Drone beetle Kanabun

* Scientific name: Rhomborrhina japonica
* Description: Large, handsome and sturdy insects, drone beetles have distinctive antennae that end in a club that can be fanned out to form a leafy antenna with a large surface area -- the better to detect odors carried in the air. The beetles are around 4 cm long, with large eyes and a metallic sheen on the exoskeleton ranging from copper to green. There is a triangular section on the abdomen where the wing cases meet, and the head is large, armored and rectangular in shape. The legs are broad and very strong, with hooks on the end enabling them to grip hard to tree trunks.
* Where to find them: In deciduous forests and parks in Honshu, Shikoku and Kyushu.

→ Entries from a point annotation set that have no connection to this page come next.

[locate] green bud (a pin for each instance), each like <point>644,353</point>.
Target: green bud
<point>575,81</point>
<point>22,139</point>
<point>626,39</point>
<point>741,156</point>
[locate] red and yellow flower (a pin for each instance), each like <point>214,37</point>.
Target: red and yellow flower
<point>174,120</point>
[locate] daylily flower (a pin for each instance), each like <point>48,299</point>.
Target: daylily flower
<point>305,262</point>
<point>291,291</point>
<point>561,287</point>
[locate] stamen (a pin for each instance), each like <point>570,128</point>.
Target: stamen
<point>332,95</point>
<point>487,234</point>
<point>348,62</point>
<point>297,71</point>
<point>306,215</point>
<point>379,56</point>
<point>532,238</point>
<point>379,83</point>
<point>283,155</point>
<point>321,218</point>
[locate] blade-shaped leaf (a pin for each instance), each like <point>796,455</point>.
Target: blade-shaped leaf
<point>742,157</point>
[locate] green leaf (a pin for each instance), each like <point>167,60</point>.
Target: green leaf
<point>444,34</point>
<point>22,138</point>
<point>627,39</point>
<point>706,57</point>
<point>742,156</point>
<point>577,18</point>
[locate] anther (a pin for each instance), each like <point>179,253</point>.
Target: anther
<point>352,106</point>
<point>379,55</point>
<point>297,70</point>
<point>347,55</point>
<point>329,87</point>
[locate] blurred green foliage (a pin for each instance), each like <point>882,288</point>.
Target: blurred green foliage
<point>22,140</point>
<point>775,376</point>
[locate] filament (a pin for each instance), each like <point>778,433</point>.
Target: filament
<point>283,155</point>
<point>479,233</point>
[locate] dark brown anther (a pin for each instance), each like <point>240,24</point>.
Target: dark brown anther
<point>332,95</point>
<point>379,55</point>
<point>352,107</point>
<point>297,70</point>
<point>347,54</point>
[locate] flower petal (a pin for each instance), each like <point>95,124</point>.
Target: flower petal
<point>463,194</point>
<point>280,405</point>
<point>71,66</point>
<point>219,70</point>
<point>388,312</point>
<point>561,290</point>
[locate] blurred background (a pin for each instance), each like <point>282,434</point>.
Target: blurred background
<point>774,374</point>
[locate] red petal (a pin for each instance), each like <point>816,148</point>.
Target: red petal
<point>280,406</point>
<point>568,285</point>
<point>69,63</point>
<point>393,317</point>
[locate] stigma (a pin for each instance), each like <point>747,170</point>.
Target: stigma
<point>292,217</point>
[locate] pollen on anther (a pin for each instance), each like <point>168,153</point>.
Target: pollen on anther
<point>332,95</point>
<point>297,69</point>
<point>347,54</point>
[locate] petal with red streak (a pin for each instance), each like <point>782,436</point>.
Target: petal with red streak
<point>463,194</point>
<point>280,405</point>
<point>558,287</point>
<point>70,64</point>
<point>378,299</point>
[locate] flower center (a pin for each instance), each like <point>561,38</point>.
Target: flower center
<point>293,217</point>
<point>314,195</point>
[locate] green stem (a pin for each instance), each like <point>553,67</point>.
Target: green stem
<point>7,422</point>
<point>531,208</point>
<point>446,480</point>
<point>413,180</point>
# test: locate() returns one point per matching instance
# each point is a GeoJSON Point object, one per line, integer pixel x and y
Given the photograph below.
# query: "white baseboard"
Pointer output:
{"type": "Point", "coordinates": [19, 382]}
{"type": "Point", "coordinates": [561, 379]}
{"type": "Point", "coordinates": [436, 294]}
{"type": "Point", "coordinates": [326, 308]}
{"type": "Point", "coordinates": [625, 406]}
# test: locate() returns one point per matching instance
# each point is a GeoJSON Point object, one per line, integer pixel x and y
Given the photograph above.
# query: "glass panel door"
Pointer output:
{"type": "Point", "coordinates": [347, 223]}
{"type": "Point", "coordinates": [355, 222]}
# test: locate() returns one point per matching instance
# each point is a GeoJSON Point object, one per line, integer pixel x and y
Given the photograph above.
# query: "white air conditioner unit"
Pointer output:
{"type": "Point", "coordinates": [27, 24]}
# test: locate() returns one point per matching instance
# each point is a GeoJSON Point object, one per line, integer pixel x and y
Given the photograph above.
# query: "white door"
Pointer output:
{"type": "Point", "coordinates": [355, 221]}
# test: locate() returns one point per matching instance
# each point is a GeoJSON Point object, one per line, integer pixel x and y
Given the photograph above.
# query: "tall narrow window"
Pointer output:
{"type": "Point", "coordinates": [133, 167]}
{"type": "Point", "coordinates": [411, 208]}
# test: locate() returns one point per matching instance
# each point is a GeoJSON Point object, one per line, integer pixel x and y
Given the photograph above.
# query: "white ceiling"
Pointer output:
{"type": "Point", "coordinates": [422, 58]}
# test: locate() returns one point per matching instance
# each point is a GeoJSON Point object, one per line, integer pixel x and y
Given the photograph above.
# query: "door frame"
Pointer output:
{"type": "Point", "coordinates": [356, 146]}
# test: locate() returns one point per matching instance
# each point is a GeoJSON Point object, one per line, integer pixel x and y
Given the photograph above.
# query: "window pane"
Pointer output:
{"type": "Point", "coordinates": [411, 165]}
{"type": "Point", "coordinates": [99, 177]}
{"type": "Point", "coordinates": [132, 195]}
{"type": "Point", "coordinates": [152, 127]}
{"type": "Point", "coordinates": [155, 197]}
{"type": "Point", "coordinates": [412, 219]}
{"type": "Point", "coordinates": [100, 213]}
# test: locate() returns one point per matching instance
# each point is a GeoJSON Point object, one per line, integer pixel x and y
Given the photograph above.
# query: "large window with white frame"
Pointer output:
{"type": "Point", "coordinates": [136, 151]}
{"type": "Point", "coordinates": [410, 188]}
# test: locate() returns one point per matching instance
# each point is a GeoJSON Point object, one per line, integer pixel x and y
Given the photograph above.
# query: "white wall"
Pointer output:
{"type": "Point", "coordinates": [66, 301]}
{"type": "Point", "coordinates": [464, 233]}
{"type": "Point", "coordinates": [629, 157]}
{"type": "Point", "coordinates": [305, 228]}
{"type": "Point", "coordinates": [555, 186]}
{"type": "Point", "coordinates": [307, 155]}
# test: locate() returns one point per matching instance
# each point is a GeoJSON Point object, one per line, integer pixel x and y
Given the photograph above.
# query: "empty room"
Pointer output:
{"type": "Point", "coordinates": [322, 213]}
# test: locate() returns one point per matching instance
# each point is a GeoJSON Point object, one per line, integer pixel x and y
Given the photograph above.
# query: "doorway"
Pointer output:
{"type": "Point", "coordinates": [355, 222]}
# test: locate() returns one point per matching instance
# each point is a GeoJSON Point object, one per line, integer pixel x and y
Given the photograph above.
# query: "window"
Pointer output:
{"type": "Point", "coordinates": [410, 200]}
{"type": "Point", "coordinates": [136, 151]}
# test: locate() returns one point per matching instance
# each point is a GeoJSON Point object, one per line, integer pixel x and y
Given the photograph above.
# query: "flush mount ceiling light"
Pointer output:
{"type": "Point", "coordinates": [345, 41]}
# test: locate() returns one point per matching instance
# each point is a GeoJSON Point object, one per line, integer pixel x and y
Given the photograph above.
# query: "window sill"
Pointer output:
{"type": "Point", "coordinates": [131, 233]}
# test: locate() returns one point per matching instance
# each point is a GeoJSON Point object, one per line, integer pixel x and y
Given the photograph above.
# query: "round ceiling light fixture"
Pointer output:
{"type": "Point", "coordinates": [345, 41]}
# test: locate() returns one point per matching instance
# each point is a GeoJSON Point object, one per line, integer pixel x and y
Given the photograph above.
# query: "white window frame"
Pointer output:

* Food: Drone beetles are fond of liquid diets. They fly to trees that are leaking sap, and feed on the fluid. When flying, the heavy insects hang awkwardly in the air, legs held outward ready to land, and the wing cases held clear of the large hind wings. They make a droning buzz when airborne. Drone beetles also eat flower nectar and the juices made by soft ripe fruit. To find the best source of food, the beetles spread out their leafy antennae to detect the telltale smells of fruit and sap. The large, fat larvae of drone beetles live in soil and rotting logs, and feed on decomposing leaves.
* Special features: Drone beetles are a type of scarab beetle, which were revered by the ancient Egyptians. The sacred Egyptian scarabs were dung beetles, and it has even been suggested that their habit of making a "brood ball" of dung in which their larvae live inspired the Egyptians to create the mummifying process. Drone beetles are not as common as they used to be. One of the Chinese characters for kanabun is a form of the character for "mosquito." They don't bite, but perhaps in the past they were as common, and as noisy when flying, as mosquitoes.